Affaire du Fen-Phen (3) Minimiser les risques

L’affaire du Fen-Phen aux États-Unis arrive sur les talons de nombreux autres scandales sanitaires liés à des médicaments amaigrissants. Dès les années 1930, des produits à base d’amphétamine sont commercialisés, dans un premier temps pour combattre les rhumes (!) puis pour booster les soldats pendant la Seconde Guerre Mondiale1. Des effets amaigrissants étant observés, de nouveaux “traitements” fleurissent dans années 1960 sans grande régulation, promettant aux femmes (contexte cisnormatif) un corps svelte et désirable. Cependant, les pilules miracles commencent à faire des remous : elles sont addictives et causent la mort de nombreuses personnes, notamment de femmes essayant de perdre du poids2.

Malgré des scandales à répétition, la grossophobie historique3 associée à une médicalisation progressive de la grosseur crée un contexte propice au développement de nouveaux médicaments. Sont influencés par ce contexte : les “entrepreneurs de l’ob*sité” (entreprises pharmaceutiques et les chercheur·ses)4, les médecins, les régulateurs·rices et les patient·es. Tous les moyens doivent être mobilisés pour faire face à cette “crise” naissante, pour gagner la “guerre” contre l’ob*sité. Et, dans l’exemple du Fen-Phen comme dans bien d’autres cas, cela amène à sacrifier (consciemment ou non) la sécurité, la santé et le bien-être des personnes grosses.

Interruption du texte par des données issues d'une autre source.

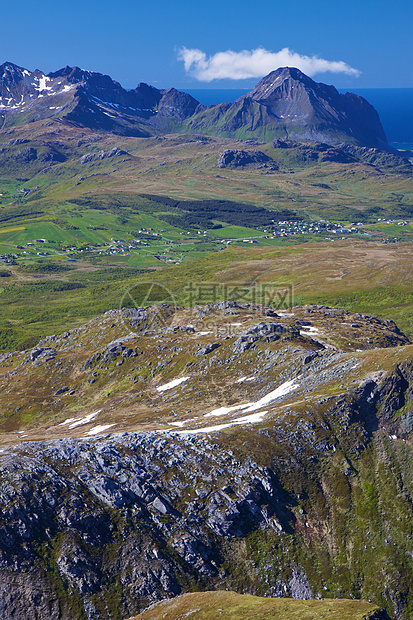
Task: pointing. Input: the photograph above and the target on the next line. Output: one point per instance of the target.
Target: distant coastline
(394, 105)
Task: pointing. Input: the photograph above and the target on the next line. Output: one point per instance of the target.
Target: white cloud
(255, 63)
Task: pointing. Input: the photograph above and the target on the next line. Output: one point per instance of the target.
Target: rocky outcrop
(240, 159)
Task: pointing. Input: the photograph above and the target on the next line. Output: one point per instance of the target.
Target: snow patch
(225, 410)
(171, 384)
(43, 83)
(99, 429)
(88, 418)
(282, 390)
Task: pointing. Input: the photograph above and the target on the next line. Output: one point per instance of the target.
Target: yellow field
(12, 229)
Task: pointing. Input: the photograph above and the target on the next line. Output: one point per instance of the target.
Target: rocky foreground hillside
(249, 450)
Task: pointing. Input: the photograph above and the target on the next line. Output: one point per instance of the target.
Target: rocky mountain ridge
(254, 449)
(284, 104)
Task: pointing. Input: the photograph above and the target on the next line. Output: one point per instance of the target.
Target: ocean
(394, 105)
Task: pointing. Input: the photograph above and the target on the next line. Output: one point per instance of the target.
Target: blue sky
(135, 41)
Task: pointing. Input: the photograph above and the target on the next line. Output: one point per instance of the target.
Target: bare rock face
(284, 104)
(288, 104)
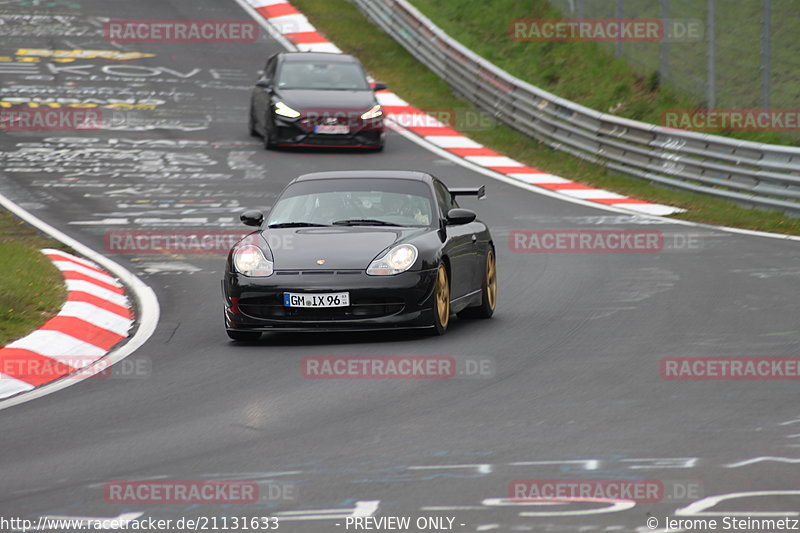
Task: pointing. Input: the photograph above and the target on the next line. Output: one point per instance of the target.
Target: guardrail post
(619, 13)
(711, 85)
(663, 69)
(766, 67)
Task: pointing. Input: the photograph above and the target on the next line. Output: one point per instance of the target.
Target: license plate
(332, 129)
(333, 299)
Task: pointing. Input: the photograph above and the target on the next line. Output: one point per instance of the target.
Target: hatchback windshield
(319, 75)
(355, 202)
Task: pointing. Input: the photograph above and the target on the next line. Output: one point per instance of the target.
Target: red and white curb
(297, 30)
(96, 316)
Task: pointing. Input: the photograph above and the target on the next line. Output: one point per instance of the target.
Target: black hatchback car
(317, 100)
(360, 250)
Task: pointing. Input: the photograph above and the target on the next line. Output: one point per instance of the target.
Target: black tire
(243, 336)
(267, 140)
(251, 122)
(488, 291)
(441, 302)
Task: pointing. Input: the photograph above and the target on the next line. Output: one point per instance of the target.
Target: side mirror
(252, 217)
(457, 217)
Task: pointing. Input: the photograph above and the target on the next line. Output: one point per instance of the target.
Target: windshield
(320, 75)
(367, 202)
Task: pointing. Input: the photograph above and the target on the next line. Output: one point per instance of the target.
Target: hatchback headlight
(250, 261)
(286, 111)
(399, 259)
(375, 112)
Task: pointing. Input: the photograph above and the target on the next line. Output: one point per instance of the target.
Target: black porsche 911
(316, 99)
(360, 250)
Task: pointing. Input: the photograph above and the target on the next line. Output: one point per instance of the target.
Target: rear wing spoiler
(480, 192)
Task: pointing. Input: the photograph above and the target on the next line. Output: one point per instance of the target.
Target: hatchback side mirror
(252, 217)
(458, 217)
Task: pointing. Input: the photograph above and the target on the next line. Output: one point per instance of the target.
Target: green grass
(387, 61)
(31, 287)
(588, 72)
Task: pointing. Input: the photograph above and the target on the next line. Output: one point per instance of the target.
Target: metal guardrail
(753, 174)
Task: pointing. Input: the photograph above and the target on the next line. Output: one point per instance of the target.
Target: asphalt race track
(573, 388)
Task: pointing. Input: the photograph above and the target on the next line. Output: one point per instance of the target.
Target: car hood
(341, 248)
(303, 99)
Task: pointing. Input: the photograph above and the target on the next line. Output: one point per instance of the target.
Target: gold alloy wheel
(491, 280)
(442, 297)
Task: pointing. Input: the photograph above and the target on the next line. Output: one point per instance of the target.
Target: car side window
(269, 70)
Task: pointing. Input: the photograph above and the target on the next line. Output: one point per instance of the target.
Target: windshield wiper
(297, 225)
(363, 222)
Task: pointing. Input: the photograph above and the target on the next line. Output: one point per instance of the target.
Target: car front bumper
(403, 301)
(363, 134)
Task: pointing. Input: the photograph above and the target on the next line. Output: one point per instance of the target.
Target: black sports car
(316, 99)
(360, 250)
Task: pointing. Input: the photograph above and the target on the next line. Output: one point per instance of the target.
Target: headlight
(399, 259)
(375, 112)
(285, 111)
(250, 261)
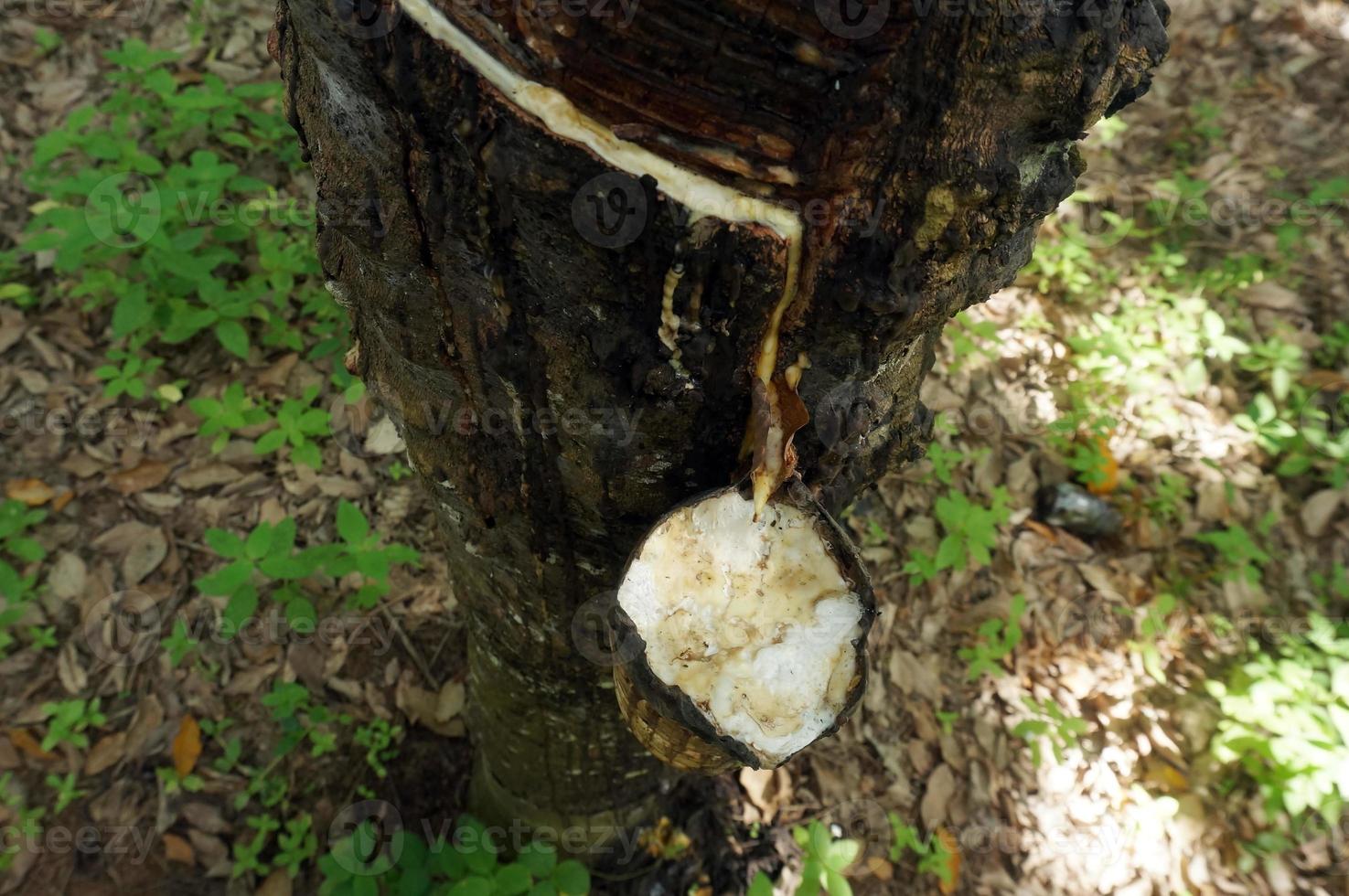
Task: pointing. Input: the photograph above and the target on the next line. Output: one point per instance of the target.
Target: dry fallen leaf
(28, 745)
(145, 556)
(150, 715)
(953, 861)
(147, 474)
(105, 753)
(178, 850)
(67, 576)
(30, 491)
(277, 884)
(1108, 476)
(187, 746)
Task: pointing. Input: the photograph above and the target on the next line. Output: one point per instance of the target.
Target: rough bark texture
(510, 343)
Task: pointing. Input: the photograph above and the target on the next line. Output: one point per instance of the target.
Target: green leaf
(472, 887)
(513, 880)
(837, 884)
(131, 314)
(761, 885)
(414, 881)
(239, 610)
(233, 337)
(226, 581)
(351, 522)
(842, 853)
(539, 857)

Dans le monde de la recherche, les financements (notamment de l’industrie pharmaceutique) dédiés à étudier de nouvelles molécules anorexigènes explosent : il faut mettre les moyens pour endiguer la grosseur. Cela veut aussi dire que les chercheurs·ses vont se concentrer sur ce paradigme pondéro-centré (qui met le poids au coeur du sujet) parce que cela leur permet de payer leur salaire. En parallèle, la recherche non-pondéro-centrée (comme Health At Every Size) est ignorée, délaissée. Conséquence : pas de recherche = pas de résultats = pas d’approche chiffrée pouvant apporter un regard nuancé sur le lien poids/santé.

Dans le monde pharmaceutique (qui parfois paye les chercheurs·ses de la slide précédente), une approche pondéro-centrée amène à ne tester les “traitements” que pour leur impact pondéral. Après tout, si la personne perd du poids, elle sera guérie de toute maladie et vivra jusqu’à 100 ans (pensée magique). C’était le cas des études sur le Fen-Phen et c’est aujourd’hui le cas pour les études sur Wegovy.

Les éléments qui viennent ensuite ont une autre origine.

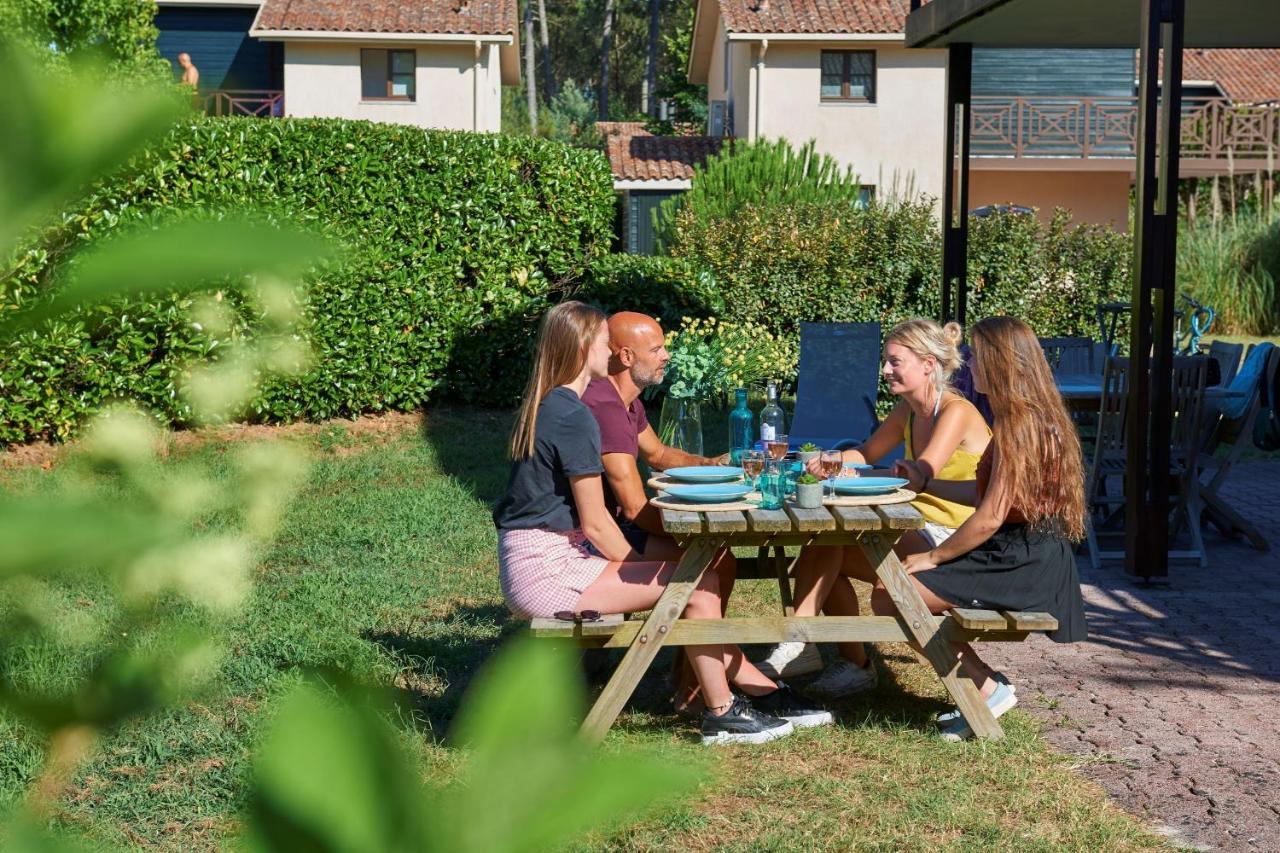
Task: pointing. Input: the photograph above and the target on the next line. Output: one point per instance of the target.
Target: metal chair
(1110, 452)
(1228, 357)
(1233, 434)
(1187, 436)
(1069, 355)
(1109, 455)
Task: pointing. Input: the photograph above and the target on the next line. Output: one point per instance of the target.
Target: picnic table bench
(873, 528)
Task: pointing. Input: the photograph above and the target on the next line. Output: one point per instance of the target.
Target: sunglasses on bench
(584, 616)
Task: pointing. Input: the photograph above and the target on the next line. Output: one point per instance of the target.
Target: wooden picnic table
(874, 529)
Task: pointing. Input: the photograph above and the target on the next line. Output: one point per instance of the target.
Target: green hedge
(449, 236)
(835, 261)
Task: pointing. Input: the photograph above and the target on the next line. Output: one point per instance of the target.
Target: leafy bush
(1234, 267)
(451, 238)
(748, 176)
(1050, 276)
(817, 261)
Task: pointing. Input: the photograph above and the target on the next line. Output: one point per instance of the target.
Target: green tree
(118, 35)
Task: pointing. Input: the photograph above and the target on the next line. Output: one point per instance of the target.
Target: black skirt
(1016, 569)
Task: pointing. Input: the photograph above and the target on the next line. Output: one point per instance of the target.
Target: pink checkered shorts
(544, 571)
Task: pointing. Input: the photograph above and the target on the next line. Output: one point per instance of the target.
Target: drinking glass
(831, 463)
(753, 464)
(773, 487)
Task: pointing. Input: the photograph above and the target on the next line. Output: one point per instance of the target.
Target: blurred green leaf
(332, 778)
(534, 784)
(178, 258)
(55, 142)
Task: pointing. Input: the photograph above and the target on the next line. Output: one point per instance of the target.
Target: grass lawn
(385, 568)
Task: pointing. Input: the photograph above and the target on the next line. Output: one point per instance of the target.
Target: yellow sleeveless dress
(963, 465)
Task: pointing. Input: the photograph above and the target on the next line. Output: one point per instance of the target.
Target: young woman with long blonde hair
(945, 436)
(1014, 552)
(554, 507)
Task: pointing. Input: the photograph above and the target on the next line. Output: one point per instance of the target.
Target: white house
(429, 63)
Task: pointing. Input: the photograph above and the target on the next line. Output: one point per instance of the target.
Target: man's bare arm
(659, 457)
(624, 477)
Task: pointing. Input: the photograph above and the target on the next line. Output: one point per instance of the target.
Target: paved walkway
(1175, 698)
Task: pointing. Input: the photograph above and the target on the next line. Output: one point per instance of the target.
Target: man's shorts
(636, 537)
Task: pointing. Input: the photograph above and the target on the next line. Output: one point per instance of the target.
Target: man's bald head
(632, 329)
(639, 347)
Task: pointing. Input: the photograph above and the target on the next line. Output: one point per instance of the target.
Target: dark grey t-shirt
(567, 443)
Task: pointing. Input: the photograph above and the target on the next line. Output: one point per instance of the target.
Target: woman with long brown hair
(554, 507)
(1014, 552)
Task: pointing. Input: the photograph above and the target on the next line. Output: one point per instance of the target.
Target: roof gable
(411, 17)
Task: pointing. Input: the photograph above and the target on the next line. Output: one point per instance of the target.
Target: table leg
(653, 633)
(878, 551)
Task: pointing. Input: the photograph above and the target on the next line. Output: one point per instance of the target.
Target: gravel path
(1174, 701)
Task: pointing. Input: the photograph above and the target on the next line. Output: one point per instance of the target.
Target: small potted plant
(808, 492)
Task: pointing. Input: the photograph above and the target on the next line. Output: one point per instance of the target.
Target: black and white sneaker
(743, 724)
(787, 705)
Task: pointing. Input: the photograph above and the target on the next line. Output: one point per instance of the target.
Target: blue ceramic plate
(868, 484)
(708, 492)
(705, 474)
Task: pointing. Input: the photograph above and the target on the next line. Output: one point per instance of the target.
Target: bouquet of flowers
(712, 357)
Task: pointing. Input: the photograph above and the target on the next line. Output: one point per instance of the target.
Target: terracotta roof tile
(659, 158)
(814, 16)
(1246, 76)
(419, 17)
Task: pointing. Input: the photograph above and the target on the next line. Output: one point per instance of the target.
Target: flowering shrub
(711, 357)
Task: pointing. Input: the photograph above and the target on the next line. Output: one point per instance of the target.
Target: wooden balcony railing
(245, 101)
(1107, 127)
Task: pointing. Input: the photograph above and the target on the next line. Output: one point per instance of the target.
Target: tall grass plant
(1233, 264)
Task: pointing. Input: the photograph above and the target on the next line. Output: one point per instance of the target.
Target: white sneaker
(844, 678)
(789, 660)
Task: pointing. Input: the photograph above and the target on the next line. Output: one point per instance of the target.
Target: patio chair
(1069, 355)
(837, 384)
(1111, 451)
(1228, 357)
(1232, 434)
(1109, 455)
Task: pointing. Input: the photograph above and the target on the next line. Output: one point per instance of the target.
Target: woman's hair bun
(952, 333)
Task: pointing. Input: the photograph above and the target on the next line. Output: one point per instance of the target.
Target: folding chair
(1233, 433)
(1109, 455)
(1228, 357)
(1069, 355)
(837, 384)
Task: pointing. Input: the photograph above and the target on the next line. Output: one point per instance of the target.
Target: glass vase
(681, 425)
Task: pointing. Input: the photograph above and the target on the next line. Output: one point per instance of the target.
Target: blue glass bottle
(741, 428)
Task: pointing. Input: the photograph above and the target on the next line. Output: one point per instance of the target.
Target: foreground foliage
(385, 568)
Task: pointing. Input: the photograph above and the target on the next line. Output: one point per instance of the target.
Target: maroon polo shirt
(620, 425)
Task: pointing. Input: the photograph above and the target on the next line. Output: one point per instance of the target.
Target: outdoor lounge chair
(837, 384)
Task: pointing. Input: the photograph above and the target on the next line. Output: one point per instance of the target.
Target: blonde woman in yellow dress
(944, 437)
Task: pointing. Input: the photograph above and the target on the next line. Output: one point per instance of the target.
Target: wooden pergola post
(955, 192)
(1151, 322)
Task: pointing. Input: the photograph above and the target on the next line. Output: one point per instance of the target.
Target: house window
(849, 76)
(387, 74)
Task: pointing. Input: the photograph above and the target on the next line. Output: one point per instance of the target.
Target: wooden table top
(794, 520)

Les études sont aussi de court terme, ce qui signifie que si l’on observe une amélioration de certains facteurs (glycémie, dyslipidémie, tension…), on ne sait pas si cette amélioration persiste au delà de l’étude (généralement entre 6 et 12 mois). Comme les chercheurs·ses tendent à ignorer le fait que nos corps sont faits pour reprendre le poids perdu, ils n’observent pas non plus l’impact d’une reprise de poids après l’étude (métabolisme, santé cardiovasculaire, etc.).

Du côté des régulateurs, le discours grandissant sur une soi-disante “épidémie d’ob*sité” amène à mettre sur le marché des médicaments dont les études sont insuffisantes, parcellaires.

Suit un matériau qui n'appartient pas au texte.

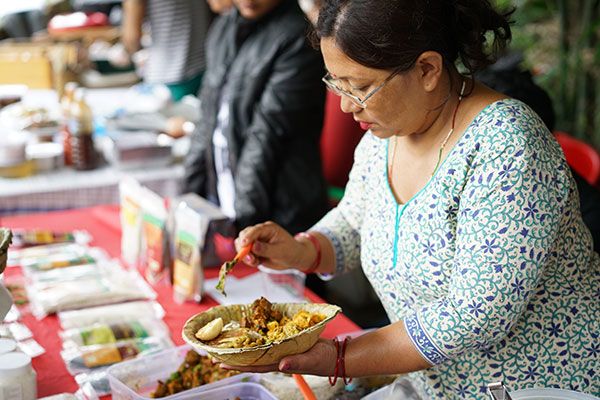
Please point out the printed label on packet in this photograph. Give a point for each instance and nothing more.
(19, 331)
(31, 348)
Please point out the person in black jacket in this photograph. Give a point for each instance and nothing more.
(256, 150)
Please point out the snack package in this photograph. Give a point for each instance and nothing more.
(101, 333)
(110, 314)
(55, 256)
(190, 231)
(38, 237)
(112, 284)
(83, 359)
(131, 194)
(71, 256)
(217, 244)
(155, 258)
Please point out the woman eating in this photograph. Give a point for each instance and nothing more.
(460, 209)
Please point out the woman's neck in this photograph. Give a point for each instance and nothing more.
(439, 120)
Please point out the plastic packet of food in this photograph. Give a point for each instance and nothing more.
(38, 237)
(73, 256)
(31, 347)
(51, 277)
(97, 380)
(109, 314)
(86, 358)
(19, 331)
(131, 197)
(190, 231)
(17, 256)
(113, 284)
(100, 333)
(155, 258)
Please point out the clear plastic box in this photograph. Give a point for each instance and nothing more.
(242, 390)
(287, 283)
(136, 379)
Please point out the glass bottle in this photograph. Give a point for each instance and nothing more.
(65, 108)
(81, 128)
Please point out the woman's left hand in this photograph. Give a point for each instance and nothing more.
(319, 360)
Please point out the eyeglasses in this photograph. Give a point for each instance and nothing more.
(362, 103)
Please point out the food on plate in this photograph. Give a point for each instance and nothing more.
(196, 370)
(262, 325)
(210, 330)
(260, 333)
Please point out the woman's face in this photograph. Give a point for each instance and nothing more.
(398, 108)
(255, 9)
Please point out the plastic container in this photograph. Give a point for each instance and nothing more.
(7, 345)
(550, 394)
(242, 390)
(290, 281)
(17, 377)
(136, 379)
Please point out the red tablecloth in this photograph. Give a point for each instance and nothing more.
(103, 224)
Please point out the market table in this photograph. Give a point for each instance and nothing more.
(102, 222)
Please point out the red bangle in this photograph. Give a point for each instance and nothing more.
(333, 379)
(317, 247)
(340, 362)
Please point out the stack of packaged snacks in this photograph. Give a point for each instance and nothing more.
(155, 255)
(23, 238)
(98, 337)
(196, 223)
(131, 194)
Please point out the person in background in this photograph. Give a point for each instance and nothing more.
(220, 6)
(256, 152)
(311, 9)
(460, 209)
(178, 31)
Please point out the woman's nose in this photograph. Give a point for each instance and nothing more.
(348, 106)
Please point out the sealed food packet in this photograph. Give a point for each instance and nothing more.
(102, 333)
(111, 284)
(190, 232)
(86, 358)
(71, 256)
(155, 258)
(23, 238)
(131, 195)
(110, 314)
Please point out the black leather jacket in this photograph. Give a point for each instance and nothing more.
(275, 119)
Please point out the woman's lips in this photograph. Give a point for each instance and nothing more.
(365, 126)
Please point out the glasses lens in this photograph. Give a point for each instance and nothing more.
(335, 89)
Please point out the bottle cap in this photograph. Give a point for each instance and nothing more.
(14, 364)
(7, 345)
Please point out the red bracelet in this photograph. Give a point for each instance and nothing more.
(317, 247)
(333, 379)
(340, 362)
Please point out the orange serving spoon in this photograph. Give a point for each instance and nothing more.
(228, 266)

La FDA a par exemple autorisé la vente de Redux (dexfenfluramine) malgré des données sur une possible neurotoxicité (augmentation des symptômes dépressifs, troubles du sommeil et de la mémoire, irritabilité, léthargie, etc.), demandant à Wyeth de conduire une étude de phase 4 après mise sur le marché5.

Aujourd’hui, les régulateurs français ont accepté la mise sur le marché de Wegovy alors qu’iels notent que les données fournies sont insuffisantes, notamment concernant la santé cardiovasculaire et métabolique, les effets d’une prise de long terme et une possible reprise de poids avec l’arrêt du “traitement”6.

Chez les médecins, l’exposition à la grossophobie (notamment en école de médecine7) amène à penser que la grosseur est la cause de tous les maux. De fait, 1) tous les symptômes chez les personnes grosses sont causés par leur poids ; 2) tout·e patient·e doit être sensibilisé·e ; et 3) tout doit être fait pour leur faire perdre du poids.

Cela peut avoir pour conséquence une diminution de la résistance à prescrire, même en l’absence de données solides ou face à l’émergence de problèmes de santé. De la même manière que les symptômes de TCA “restrictifs” sont ignorés chez les personnes grosses lorsqu’elles perdent du poids, on va ignorer les possibles effets secondaires ainsi que les risques, parce que rien n’est pire qu’être gros·se.

Face aux médecins qui leur proposent une solution “miracle” à même de leur offrir santé et longévité, les patient·es sont vite convaincu·es. On nous martèle à longueur de temps que nos coeurs sont des bombes à retardement, que nous allons mourir dans les deux jours qui viennent ou que nous ne verrons pas nos enfants grandir — pour ceux qui en ont, parce que pour les autres, on vous dira que vous ne pourrez pas en avoir [8]. Je comprends les personnes qui voient Redux, Médiator ou Wegovy comme un moyen d’améliorer leur santé, mais aussi de diminuer les violences et discriminations dont iels font l’objet au quotidien. Malheureusement, cela les incite à prendre des risques importants qui ne leur sont pas nécessairement communiqués.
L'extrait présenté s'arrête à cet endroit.